An article on the BBC news website tells me that FTSE 100 company director's pay increased by 50% over the past year. CEO's pay increased by 43%. Congratulations to them.
Base salaries for UK employees rose by 3.2%. Hard luck.
UK Inflation is at 5.2%. Unemployment for 16 to 24-year-olds is at 21.3%.
The Church Times this week tells how the Vatican is speaking out against the "idoloatry of the market". It's heating up, too, in the Church of England, where Canon Giles Fraser has resigned from his post as the Chancellor of St Paul's Cathedral in London, presumably to stand up for the protestors over and above the worldly concerns of health and safety and income from tourists. Something tells me Jesus would do the same. It's very sad that the 'Occupy Wall Street' and 'Occupy London' protests will most likely have no effect on these economic injustices. I have no answers. I just know this is not right.
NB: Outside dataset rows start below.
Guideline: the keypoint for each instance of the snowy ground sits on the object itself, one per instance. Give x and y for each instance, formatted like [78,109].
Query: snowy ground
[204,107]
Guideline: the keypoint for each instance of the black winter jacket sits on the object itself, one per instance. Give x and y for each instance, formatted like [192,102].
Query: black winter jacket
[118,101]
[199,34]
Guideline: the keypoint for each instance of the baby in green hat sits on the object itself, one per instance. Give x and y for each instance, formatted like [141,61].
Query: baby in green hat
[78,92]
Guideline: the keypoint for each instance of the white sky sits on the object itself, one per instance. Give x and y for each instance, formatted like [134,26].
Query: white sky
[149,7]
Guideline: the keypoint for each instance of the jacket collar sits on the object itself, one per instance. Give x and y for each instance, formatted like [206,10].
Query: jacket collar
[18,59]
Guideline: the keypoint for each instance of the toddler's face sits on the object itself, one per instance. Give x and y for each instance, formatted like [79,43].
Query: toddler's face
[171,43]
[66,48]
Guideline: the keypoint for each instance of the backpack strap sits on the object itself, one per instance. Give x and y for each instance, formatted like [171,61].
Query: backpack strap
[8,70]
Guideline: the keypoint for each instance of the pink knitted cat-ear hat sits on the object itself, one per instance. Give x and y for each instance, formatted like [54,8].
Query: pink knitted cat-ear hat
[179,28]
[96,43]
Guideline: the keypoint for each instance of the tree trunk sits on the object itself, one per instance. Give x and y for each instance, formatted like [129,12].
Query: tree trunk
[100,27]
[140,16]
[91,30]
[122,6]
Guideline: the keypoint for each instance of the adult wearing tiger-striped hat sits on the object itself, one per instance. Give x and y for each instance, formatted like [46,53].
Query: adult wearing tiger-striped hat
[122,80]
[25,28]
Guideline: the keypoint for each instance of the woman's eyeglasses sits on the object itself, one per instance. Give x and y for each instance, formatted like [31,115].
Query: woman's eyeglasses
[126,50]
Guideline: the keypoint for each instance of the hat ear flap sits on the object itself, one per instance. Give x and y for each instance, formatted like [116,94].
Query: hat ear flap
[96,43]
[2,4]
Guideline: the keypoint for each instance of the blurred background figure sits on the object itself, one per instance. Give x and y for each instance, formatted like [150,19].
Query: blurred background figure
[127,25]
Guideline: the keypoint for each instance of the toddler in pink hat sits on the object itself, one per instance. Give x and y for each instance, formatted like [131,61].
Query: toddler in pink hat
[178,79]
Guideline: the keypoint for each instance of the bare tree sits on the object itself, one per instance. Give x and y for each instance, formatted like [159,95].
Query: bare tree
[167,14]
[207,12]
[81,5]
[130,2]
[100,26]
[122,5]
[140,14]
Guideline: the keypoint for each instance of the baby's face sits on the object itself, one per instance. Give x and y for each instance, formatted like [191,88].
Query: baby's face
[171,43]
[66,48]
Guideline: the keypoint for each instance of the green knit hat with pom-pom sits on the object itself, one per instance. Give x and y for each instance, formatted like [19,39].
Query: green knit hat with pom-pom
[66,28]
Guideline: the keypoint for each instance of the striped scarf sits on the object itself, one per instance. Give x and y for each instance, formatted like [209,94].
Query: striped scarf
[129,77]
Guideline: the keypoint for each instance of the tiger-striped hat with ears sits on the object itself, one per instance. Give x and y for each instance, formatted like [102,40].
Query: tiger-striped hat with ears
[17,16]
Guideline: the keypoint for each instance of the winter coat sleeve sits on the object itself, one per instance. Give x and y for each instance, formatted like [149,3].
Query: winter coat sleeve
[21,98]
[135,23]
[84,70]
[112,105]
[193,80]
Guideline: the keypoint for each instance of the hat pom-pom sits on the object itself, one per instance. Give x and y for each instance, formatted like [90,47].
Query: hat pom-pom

Christina Weller, economist at CAFOD, says "G20 leaders have not thrown out the old failed orthodoxy of minimal government intervention in markets, and have not embraced their responsibility to re-orient economies to broader objectives of social and envirnomental well-being. As a result, they have not carried out the reforms needed to tackle the deficiencies of global markets... [and] will continue to deal with crisis after crisis, and the lessons of the global downturn will be lost."